I have followed this story with interest from the beginning -- engineering disasters are a fascinating and informative topic -- and the number and variety of terrible decisions are seemingly endless.
There is the story of the connector rings that held the end caps to the hull, not mentioned here, but a disaster waiting to happen all their own.
There were these two metal rings that connected the hull to the end caps, using epoxy, built for the first hull. When that hull was scraped to save money Rush reused them. Only problem was cleaning off that epoxy. There was no approved method of removing the epoxy such that the surface could be rebonded later. But Rush just had his engineers work out some way to scrape it off. So the seal on the rings was not based on any approved and tested bonding process. Worse still, the rings were not requalified for reuse, they were just reused as is without inspection or testing.
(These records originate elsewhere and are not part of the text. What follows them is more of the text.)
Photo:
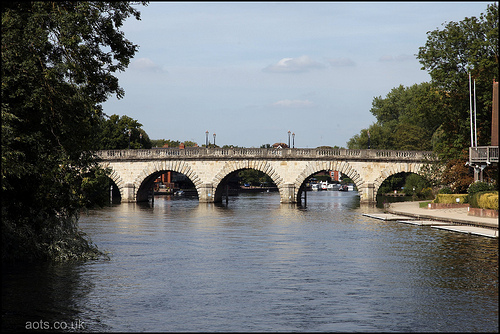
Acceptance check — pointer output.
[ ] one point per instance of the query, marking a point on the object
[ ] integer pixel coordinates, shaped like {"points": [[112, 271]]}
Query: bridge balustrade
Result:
{"points": [[286, 153], [483, 154]]}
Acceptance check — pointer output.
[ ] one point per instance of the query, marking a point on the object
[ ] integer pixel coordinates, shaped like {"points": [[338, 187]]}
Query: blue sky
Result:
{"points": [[252, 71]]}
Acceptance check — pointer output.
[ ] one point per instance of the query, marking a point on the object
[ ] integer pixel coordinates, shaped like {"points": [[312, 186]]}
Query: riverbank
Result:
{"points": [[455, 219]]}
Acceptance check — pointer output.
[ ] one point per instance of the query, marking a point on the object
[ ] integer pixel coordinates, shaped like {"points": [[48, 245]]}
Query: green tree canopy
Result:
{"points": [[449, 55], [121, 133], [406, 119], [58, 65]]}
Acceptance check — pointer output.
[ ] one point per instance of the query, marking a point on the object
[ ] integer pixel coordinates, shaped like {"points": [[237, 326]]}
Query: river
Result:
{"points": [[258, 265]]}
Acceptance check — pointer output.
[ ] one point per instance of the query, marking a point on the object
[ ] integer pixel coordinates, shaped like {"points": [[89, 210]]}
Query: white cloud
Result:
{"points": [[145, 65], [402, 57], [300, 64], [341, 62], [294, 104]]}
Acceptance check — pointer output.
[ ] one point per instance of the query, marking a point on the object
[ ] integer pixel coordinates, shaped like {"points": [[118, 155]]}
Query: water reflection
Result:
{"points": [[258, 265]]}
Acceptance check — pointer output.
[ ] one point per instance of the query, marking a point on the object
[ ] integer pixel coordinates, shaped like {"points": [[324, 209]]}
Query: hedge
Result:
{"points": [[451, 198], [485, 200]]}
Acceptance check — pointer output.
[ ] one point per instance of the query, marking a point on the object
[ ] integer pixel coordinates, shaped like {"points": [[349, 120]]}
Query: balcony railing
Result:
{"points": [[483, 154]]}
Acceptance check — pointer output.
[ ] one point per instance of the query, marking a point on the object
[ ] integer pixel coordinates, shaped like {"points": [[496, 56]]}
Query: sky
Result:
{"points": [[252, 71]]}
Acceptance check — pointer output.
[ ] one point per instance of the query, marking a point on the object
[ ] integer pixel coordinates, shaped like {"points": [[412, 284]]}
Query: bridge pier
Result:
{"points": [[367, 194], [288, 193], [128, 195], [206, 193]]}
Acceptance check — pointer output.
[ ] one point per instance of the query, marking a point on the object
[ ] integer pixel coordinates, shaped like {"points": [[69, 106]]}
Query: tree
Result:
{"points": [[58, 65], [121, 133], [406, 119], [449, 55]]}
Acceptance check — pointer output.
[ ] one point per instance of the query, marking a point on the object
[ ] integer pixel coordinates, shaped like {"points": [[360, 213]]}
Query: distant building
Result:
{"points": [[280, 145]]}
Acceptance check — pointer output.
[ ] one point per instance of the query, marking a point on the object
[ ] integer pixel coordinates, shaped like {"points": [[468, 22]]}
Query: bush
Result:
{"points": [[485, 200], [478, 187], [445, 190], [451, 198]]}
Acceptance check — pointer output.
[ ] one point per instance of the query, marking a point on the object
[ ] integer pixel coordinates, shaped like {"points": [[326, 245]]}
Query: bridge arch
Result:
{"points": [[317, 166], [231, 167], [394, 169], [116, 179], [145, 179]]}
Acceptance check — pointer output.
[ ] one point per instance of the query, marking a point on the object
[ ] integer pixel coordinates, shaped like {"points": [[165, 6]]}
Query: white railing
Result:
{"points": [[483, 154], [263, 153]]}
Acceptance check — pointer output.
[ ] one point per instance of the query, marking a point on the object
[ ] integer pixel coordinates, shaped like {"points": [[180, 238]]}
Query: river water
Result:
{"points": [[258, 265]]}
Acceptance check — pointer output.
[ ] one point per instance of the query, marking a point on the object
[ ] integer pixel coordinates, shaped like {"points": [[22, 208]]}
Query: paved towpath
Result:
{"points": [[455, 215]]}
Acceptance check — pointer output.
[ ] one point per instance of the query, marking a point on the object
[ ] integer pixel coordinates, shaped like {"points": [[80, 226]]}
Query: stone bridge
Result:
{"points": [[134, 171]]}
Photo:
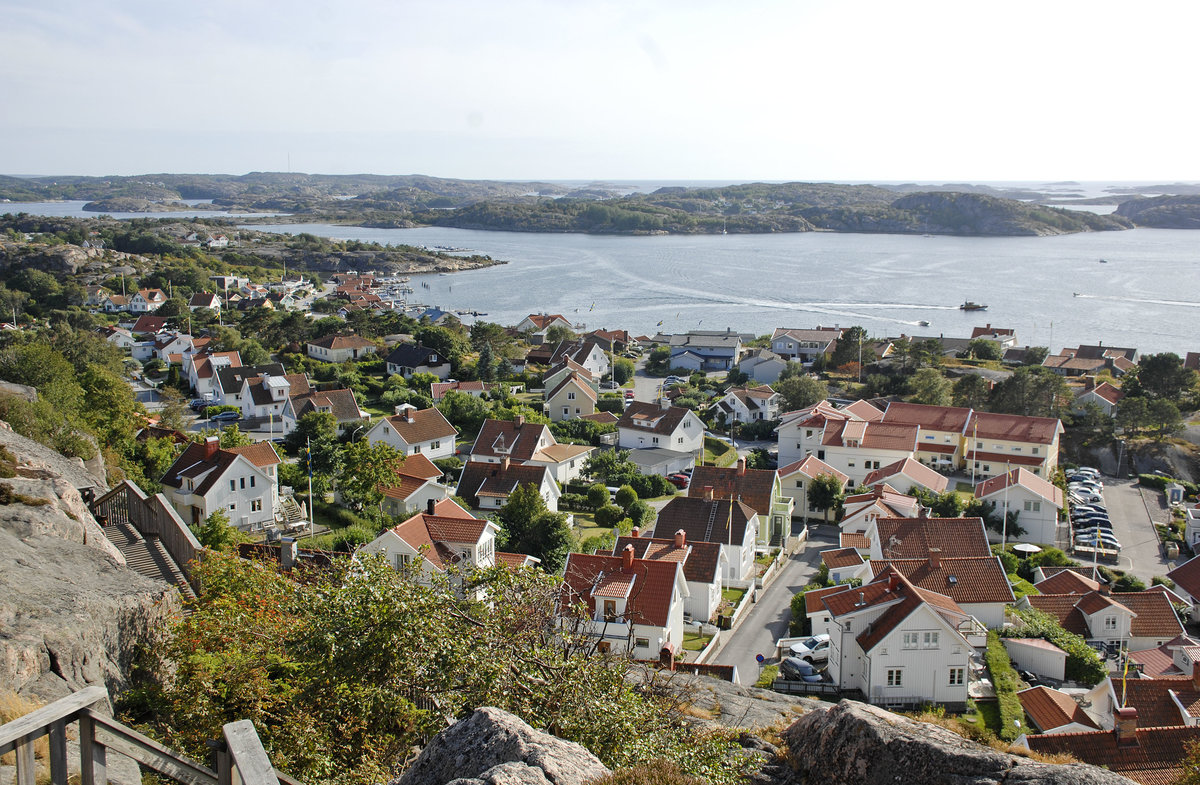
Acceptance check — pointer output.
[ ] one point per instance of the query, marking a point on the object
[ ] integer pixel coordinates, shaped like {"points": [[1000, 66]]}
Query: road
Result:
{"points": [[767, 622], [1140, 552]]}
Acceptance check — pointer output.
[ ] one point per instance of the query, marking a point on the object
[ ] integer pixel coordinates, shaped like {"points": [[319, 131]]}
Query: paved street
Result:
{"points": [[1140, 552], [768, 619]]}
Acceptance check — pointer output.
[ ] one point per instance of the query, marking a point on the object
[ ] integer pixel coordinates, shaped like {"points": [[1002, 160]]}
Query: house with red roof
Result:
{"points": [[417, 484], [240, 480], [414, 431], [441, 538], [1134, 619], [629, 604], [703, 564], [760, 489], [1036, 502], [793, 483], [907, 473], [898, 643]]}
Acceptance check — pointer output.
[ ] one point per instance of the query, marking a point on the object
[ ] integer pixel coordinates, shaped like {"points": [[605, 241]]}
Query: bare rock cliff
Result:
{"points": [[71, 612]]}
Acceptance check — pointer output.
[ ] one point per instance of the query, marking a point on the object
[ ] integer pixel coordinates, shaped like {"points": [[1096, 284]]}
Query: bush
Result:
{"points": [[1083, 664], [1006, 682]]}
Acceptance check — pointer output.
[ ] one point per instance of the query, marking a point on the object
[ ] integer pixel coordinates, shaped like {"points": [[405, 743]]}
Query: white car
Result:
{"points": [[814, 649]]}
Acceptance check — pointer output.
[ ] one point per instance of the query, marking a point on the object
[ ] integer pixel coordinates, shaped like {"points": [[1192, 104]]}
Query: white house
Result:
{"points": [[631, 605], [702, 568], [487, 486], [731, 523], [239, 480], [529, 443], [1036, 501], [793, 483], [439, 538], [415, 432], [899, 643], [340, 348]]}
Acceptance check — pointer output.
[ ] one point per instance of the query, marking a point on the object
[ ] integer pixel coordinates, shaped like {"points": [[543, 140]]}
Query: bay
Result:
{"points": [[1144, 294]]}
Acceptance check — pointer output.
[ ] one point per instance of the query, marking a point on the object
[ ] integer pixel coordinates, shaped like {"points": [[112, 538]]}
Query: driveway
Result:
{"points": [[767, 622], [1133, 526]]}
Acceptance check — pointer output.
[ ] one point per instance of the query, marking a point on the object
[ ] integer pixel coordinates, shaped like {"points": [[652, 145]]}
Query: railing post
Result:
{"points": [[59, 753], [93, 759]]}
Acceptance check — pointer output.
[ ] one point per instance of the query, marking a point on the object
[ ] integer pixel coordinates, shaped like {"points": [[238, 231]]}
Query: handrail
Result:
{"points": [[241, 759]]}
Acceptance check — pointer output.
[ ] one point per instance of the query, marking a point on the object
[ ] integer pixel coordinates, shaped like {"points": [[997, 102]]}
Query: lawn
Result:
{"points": [[693, 641]]}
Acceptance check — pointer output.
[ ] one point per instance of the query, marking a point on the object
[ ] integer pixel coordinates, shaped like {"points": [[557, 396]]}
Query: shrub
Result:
{"points": [[1006, 682]]}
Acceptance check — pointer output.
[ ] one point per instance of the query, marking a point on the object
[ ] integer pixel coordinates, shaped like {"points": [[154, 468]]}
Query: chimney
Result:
{"points": [[1127, 726], [288, 551]]}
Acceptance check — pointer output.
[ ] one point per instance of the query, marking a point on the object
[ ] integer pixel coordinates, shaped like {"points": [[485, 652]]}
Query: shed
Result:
{"points": [[1038, 657]]}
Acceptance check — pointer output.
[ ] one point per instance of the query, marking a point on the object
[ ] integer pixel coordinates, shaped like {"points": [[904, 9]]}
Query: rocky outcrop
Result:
{"points": [[493, 747], [1163, 213], [71, 612], [853, 743]]}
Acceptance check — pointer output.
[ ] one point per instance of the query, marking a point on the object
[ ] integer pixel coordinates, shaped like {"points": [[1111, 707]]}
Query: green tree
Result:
{"points": [[971, 391], [216, 533], [984, 349], [929, 387], [825, 493], [366, 468], [527, 526], [801, 391]]}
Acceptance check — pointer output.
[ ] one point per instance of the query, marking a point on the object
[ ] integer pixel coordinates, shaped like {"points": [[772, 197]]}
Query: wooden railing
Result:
{"points": [[240, 756]]}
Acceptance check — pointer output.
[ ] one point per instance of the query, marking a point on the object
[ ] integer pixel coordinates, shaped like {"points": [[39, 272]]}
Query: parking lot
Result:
{"points": [[1132, 525]]}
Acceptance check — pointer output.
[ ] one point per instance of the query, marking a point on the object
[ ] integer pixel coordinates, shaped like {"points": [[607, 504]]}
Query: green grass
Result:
{"points": [[694, 641], [767, 677]]}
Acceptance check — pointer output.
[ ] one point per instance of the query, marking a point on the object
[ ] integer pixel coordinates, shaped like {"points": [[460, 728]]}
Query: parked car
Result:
{"points": [[678, 480], [814, 649], [797, 670]]}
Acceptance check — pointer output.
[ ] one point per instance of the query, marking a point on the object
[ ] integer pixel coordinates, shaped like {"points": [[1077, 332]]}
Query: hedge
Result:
{"points": [[1083, 664], [1006, 682]]}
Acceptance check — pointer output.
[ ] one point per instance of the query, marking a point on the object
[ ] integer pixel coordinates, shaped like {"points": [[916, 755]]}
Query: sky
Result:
{"points": [[869, 90]]}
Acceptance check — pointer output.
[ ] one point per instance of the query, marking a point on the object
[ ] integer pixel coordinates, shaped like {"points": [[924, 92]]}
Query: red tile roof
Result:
{"points": [[1013, 427], [1051, 708], [965, 580], [930, 418], [1153, 760], [751, 486], [911, 469], [903, 538], [649, 586]]}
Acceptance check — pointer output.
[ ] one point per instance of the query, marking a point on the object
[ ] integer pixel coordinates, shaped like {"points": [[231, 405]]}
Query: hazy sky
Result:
{"points": [[580, 89]]}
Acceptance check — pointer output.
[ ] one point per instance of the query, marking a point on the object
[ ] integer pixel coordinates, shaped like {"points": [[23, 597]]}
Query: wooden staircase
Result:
{"points": [[148, 557]]}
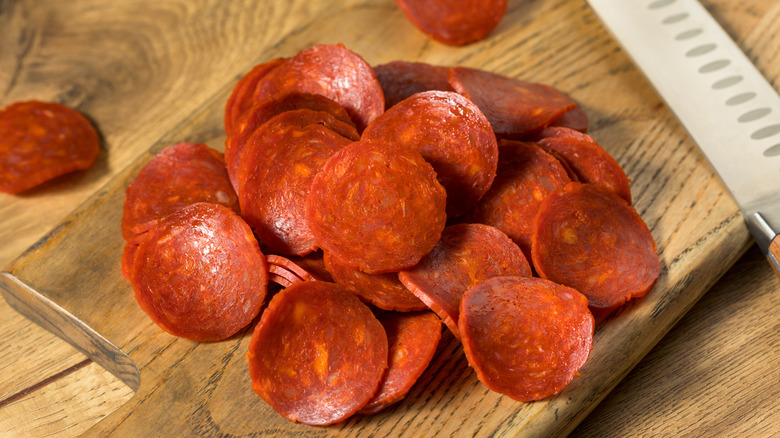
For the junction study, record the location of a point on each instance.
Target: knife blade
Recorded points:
(724, 103)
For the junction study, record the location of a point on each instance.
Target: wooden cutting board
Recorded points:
(70, 281)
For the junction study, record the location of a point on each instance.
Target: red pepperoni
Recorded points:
(381, 290)
(412, 339)
(277, 170)
(179, 175)
(40, 141)
(376, 207)
(452, 134)
(526, 175)
(333, 71)
(525, 337)
(466, 254)
(589, 161)
(455, 23)
(588, 238)
(241, 98)
(199, 273)
(401, 79)
(318, 354)
(515, 108)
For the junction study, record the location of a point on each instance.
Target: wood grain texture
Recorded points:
(150, 74)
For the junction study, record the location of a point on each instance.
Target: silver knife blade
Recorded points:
(724, 103)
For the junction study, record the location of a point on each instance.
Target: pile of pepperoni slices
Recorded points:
(386, 201)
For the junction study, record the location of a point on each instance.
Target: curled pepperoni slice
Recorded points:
(199, 273)
(376, 207)
(412, 339)
(179, 175)
(466, 254)
(515, 108)
(381, 290)
(333, 71)
(588, 238)
(525, 337)
(40, 141)
(526, 175)
(452, 134)
(455, 23)
(318, 354)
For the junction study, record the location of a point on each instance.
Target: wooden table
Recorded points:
(714, 373)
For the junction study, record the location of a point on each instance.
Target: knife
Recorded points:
(726, 106)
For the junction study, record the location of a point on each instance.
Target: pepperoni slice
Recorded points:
(381, 290)
(466, 254)
(199, 273)
(526, 175)
(333, 71)
(40, 141)
(401, 79)
(376, 207)
(279, 166)
(412, 339)
(525, 337)
(179, 175)
(589, 161)
(515, 108)
(589, 238)
(318, 354)
(242, 97)
(455, 23)
(452, 134)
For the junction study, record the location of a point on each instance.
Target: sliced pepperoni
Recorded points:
(526, 175)
(466, 254)
(199, 273)
(588, 238)
(525, 337)
(277, 170)
(452, 134)
(318, 354)
(41, 141)
(401, 79)
(333, 71)
(515, 108)
(412, 338)
(454, 23)
(376, 207)
(589, 161)
(242, 97)
(179, 175)
(381, 290)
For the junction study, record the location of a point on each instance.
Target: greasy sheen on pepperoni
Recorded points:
(333, 71)
(381, 290)
(377, 207)
(525, 337)
(515, 108)
(43, 140)
(526, 175)
(279, 167)
(589, 161)
(401, 79)
(179, 175)
(588, 238)
(242, 96)
(412, 338)
(199, 273)
(455, 23)
(466, 255)
(318, 354)
(452, 135)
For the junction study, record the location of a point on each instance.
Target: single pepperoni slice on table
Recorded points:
(525, 337)
(318, 354)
It gets worse. Much worse.
The rings were designed and fabricated for only one thing -- holding the caps on the hull. Rush got impatient with his sling recovery system and decided to lift the sub out of the water using hooks and lifting rings mounted on the sub. But there was no provision for mounting lifting rings on the sub. No problem, Rush had lifting rings welded to the hull cap rings.
Not only is just welding a couple of lifting rings to the cap ring a disqualifying alteration of the part simply by doing it, but the use of the hull cap bonding ring to lift the weight of the sub was just insane.
There was a seemingly an unending series of defiantly stupid decisions being made. Every "breaking all the rules" move he made that did not immediately result in disaster justified in his mind breaking even more. As with the launch managers of the Space Shuttle with the cold O-ring problem, each launch in below guideline temperatures without a disaster justified launching at still colder temperatures. Keep this up and you will eventually find out exactly where disaster lies.